PijarHukum.com – Semarang Raya, 27 Oktober 2025 - Isu dugaan pelecehan agama yang menyeret nama “Ibo”, pengusaha hiburan malam Paradise Karaoke di Kecamatan Bandungan, Kabupaten Semarang, menjadi perbincangan hangat publik dalam sepekan terakhir. Namun, di balik derasnya arus pemberitaan dan opini di media sosial, muncul pula dugaan bahwa kasus ini telah dibelokkan melalui praktik doxing dan framing pemberitaan oleh sejumlah pihak.
Sejumlah sumber menyebut, beredarnya potongan video dan narasi sepihak di dunia maya tanpa konteks utuh memunculkan kesalahpahaman publik. Bahkan, beberapa media online lokal dinilai tidak menjalankan prinsip dasar jurnalisme berimbang sebelum menayangkan informasi yang sensitif terkait isu agama.
Kapolsek Bandungan, AKP Hadi Santoso, saat dikonfirmasi menyatakan bahwa pihak kepolisian masih melakukan pendalaman terhadap laporan yang beredar.
“Belum ada kesimpulan resmi.

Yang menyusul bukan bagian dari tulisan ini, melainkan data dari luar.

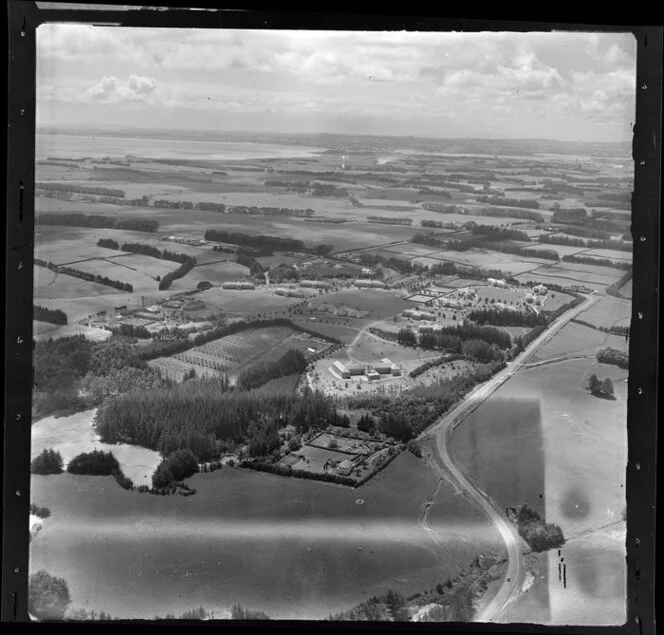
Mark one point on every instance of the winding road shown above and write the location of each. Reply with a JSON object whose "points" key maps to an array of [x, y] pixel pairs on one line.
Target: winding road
{"points": [[440, 432]]}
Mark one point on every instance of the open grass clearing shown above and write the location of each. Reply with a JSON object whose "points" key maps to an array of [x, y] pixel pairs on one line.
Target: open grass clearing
{"points": [[380, 304], [577, 339], [612, 254], [216, 274], [75, 434], [608, 312]]}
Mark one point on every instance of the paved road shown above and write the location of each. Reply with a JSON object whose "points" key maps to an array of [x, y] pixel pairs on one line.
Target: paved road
{"points": [[440, 430]]}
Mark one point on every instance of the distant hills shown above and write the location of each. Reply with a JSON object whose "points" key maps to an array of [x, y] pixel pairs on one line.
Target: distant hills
{"points": [[363, 143]]}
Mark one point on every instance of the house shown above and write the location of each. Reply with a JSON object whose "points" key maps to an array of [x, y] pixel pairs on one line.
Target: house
{"points": [[372, 375], [497, 283], [364, 283], [341, 369], [383, 367], [356, 369]]}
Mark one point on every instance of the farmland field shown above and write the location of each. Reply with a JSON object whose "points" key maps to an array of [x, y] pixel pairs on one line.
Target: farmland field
{"points": [[74, 434], [578, 339], [211, 545], [216, 273], [380, 304], [609, 311], [246, 301], [233, 353]]}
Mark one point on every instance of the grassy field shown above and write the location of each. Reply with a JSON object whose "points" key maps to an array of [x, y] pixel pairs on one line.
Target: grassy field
{"points": [[244, 302], [568, 274], [608, 311], [216, 273], [75, 434], [59, 286], [380, 304], [162, 554], [233, 353], [578, 339]]}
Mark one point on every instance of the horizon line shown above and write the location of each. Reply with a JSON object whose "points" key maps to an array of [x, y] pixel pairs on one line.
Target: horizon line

Kami masih memeriksa keterangan saksi-saksi dan memastikan tidak ada provokasi yang dapat mengganggu ketertiban umum,” ujarnya.
Senada dengan itu, Ketua PBNU Kabupaten Semarang, KH. Ahmad Fadholi, menegaskan agar masyarakat tetap menahan diri.

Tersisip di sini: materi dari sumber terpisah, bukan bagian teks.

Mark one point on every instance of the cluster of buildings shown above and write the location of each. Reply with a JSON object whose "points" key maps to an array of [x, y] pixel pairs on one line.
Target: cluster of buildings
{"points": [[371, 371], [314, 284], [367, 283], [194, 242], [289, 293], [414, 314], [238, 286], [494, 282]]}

“Umat harus cerdas menyikapi informasi. Jangan mudah terprovokasi isu yang belum jelas sumbernya. Serahkan sepenuhnya kepada aparat hukum,” imbaunya.
Ketua GP Ansor Kabupaten Semarang, Muhammad Rizal, juga menegaskan bahwa pihaknya menolak segala bentuk pelecehan agama, namun ia mengingatkan agar publik tidak menghakimi seseorang sebelum bukti lengkap terverifikasi.
“Kalau benar ada kesalahan, biar hukum yang bicara. Tapi kalau ternyata ada manipulasi berita atau doxing oleh oknum media, itu juga pelanggaran etika yang harus ditindak,” tegasnya.
Praktik doxing—yakni penyebaran data pribadi atau informasi seseorang tanpa izin untuk menjatuhkan reputasi—merupakan pelanggaran hukum dan kode etik jurnalistik.
Pakar hukum komunikasi Universitas Semarang, Dr. Evi Ramadhani, menjelaskan bahwa tindakan semacam ini bisa dijerat dengan UU ITE Pasal 27 dan 36, karena menyebarkan informasi pribadi dengan niat merugikan pihak lain.
“Dalam konteks ini, wartawan wajib memverifikasi kebenaran data sebelum publikasi. Masyarakat pun perlu bijak agar tidak ikut menyebarkan hoaks atau ujaran kebencian,” jelasnya.
Pantauan lapangan menunjukkan situasi Kecamatan Bandungan masih aman dan terkendali. Aktivitas pariwisata berjalan seperti biasa, sementara warga berharap isu ini segera diselesaikan melalui jalur hukum dan musyawarah.
“Bandungan ini daerah wisata yang hidup dari kenyamanan dan keamanan. Jangan sampai isu agama atau berita provokatif merusak keharmonisan yang sudah terjaga lama,” kata Agus Santoso, tokoh masyarakat setempat.
Kasus ini menjadi pelajaran penting bagi masyarakat dan insan pers untuk lebih berhati-hati dalam mengonsumsi serta menyebarkan informasi.
Menjaga kerukunan antarumat beragama bukan hanya tugas aparat dan tokoh agama, tapi juga tanggung jawab bersama warga digital yang harus cerdas memilah informasi.
Redaksi PijarHukum.com menegaskan bahwa setiap kasus hukum harus disikapi dengan kepala dingin dan sesuai prosedur. Tuduhan, fitnah, dan doxing tidak boleh menggantikan proses hukum yang adil dan transparan.